719. Die faule Magd bei Strzellno.

[653] (S. Ziehnert Bd. II. S. 128. Poetisch beh. b. San Marte S. 156 etc.)


Unweit des Klosters Strzellno in Kujawien, einem Theile des heutigen Preußisch-Polen, befindet sich ein ungeheurer Steinblock, der von fern aus gesehen einer Wasser tragenden Figur ähnlich sieht. Das Volk hält sie für ein versteinertes Weib und nennt es die faule Magd. Es soll nämlich in der Heidenzeit hier eine Magd gelebt haben, die alle ihr aufgetragenen Geschäfte ungewöhnlich sorglos und faul verrichtete. Einst ward sie von ihrer Herrin zu dem Brunnen geschickt um Wasser zu holen, wobei sie aber so lange ausblieb, daß ihr die erstere entgegenging.

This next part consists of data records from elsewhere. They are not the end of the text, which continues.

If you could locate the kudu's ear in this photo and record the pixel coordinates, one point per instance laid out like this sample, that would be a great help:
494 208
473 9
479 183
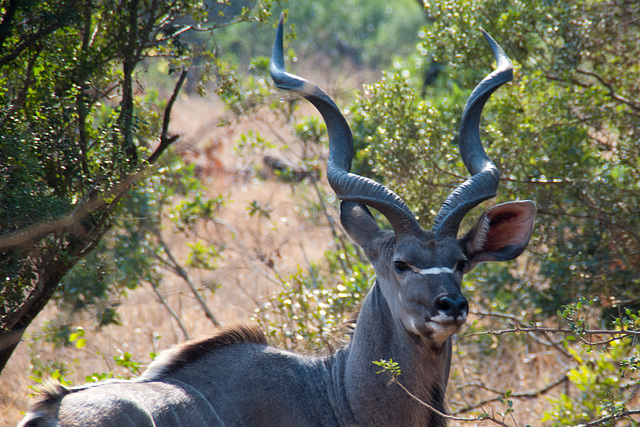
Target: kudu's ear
358 223
501 234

Als diese nun die Magd erst auf der Hälfte Weges traf, rief sie ihr zornig entgegen: »daß Gott sie in ihrer Faulheit versteinern möge!« Und siehe, dieser jähzornige Wunsch ward augenblicklich erfüllt und so sah man noch lange die steinerne faule Magd in der Nähe des Brunnens; jetzt liegt er angeblich im Fundament der Brandmauer des dasigen Amtes.

Quelle:
Johann Georg Theodor Grässe: Sagenbuch des Preußischen Staates 1–2, Band 2, Glogau 1868/71, S. 653.